Back to Genesis 4:25 And Adam had relations with his wife again and she gave birth to a son, and named him Seth for she said: God has appointed me another offspring in place of Abel: for Cain killed him.
She knew. She acknowledged Seth as FROM GOD. A gift. Grace.
Genesis 4:26 And to Seth, to him also a son was born—and he called his name Enosh. THEN MEN BEGAN TO CALL UPON THE NAME OF THE LORD. (curious phrase, eh?)
Genesis 5:1- This is the book of the generations of Adam. In the day God created man, He made him in the likeness of God.
(We were made in the likeness of God. What does that mean? We were made with an eternal spirit? Soul? Mind? Body?)
He created them male and female and He blessed them and named them Man in the day when they were created. When Adam lived 130 years, he became the father of a son in his own likeness, according to his image and named him Seth. Then the days of Adam after he became the father of Seth—800 years. Other sons and daughters. Verse 5: Adam lived 930 years and he DIED.
Remember in Genesis 3, the crafty serpent says: “you shall surely not die.” So, whom do you trust? God or Satan?
Throughout chapter 5, the line, the lineage, other sons and daughters, but a record of the father and son--- was very specific. What did the fathers teach the sons and daughters? To live 930 years, Adam saw six or seven or maybe eight generations. It is not recorded, but surely Adam told the story of the fall, and repeated the promise, and we don’t know how long the cherubim stood at the garden. Until the flood?
What did they do for almost 900 years? What did Adam do for 930 years?
Trick question: What did Adam and Eve DO for salvation? What did they do for eternal life?
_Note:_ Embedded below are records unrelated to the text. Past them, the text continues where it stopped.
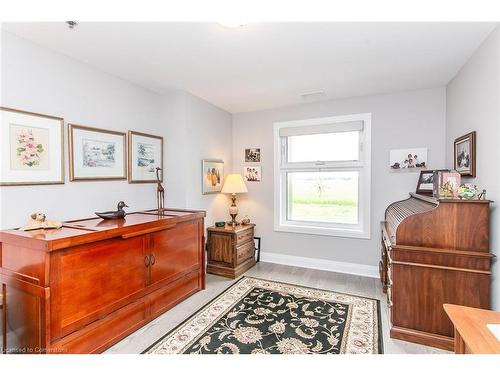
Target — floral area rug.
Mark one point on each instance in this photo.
(256, 316)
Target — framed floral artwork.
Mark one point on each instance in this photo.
(252, 173)
(145, 155)
(212, 175)
(32, 148)
(96, 154)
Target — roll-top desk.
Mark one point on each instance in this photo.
(84, 287)
(434, 251)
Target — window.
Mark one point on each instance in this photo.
(322, 176)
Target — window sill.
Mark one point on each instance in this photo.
(323, 231)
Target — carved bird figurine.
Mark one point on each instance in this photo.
(118, 214)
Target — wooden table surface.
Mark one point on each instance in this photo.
(471, 333)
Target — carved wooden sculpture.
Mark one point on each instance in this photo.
(160, 191)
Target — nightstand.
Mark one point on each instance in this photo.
(230, 250)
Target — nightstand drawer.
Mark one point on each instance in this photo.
(245, 252)
(245, 236)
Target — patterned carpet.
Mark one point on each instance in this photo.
(256, 316)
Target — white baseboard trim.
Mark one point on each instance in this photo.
(320, 264)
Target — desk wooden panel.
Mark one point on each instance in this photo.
(82, 288)
(472, 336)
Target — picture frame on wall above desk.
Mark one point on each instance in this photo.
(96, 154)
(27, 139)
(464, 154)
(145, 154)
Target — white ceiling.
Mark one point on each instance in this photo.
(267, 65)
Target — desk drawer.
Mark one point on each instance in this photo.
(245, 252)
(244, 236)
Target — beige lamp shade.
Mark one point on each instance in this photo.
(234, 184)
The first ten generations lived long, long lives. One guy, Enoch, lived 365 years and walked with God and God took him home to heaven one day. Enoch did not die like the others. 365 years must have been enough to mentor the next generation.
Who was the first to die? Abel was murdered by his brother. In Genesis 4:10 God told Cain that your brother’s blood is crying to me from the ground. Was this the first hint of an afterlife? Even if you were murdered, and even if your brother denies doing it, God sees and knows.
Once Adam died, it was not long before Enoch joined Abel and Adam. What a trio—the first man who lived and died, the first murdered, and the first to go to heaven without dying.
In Genesis 3, the crafty serpent says: “you shall surely not die.” So, whom do you trust? God or Satan?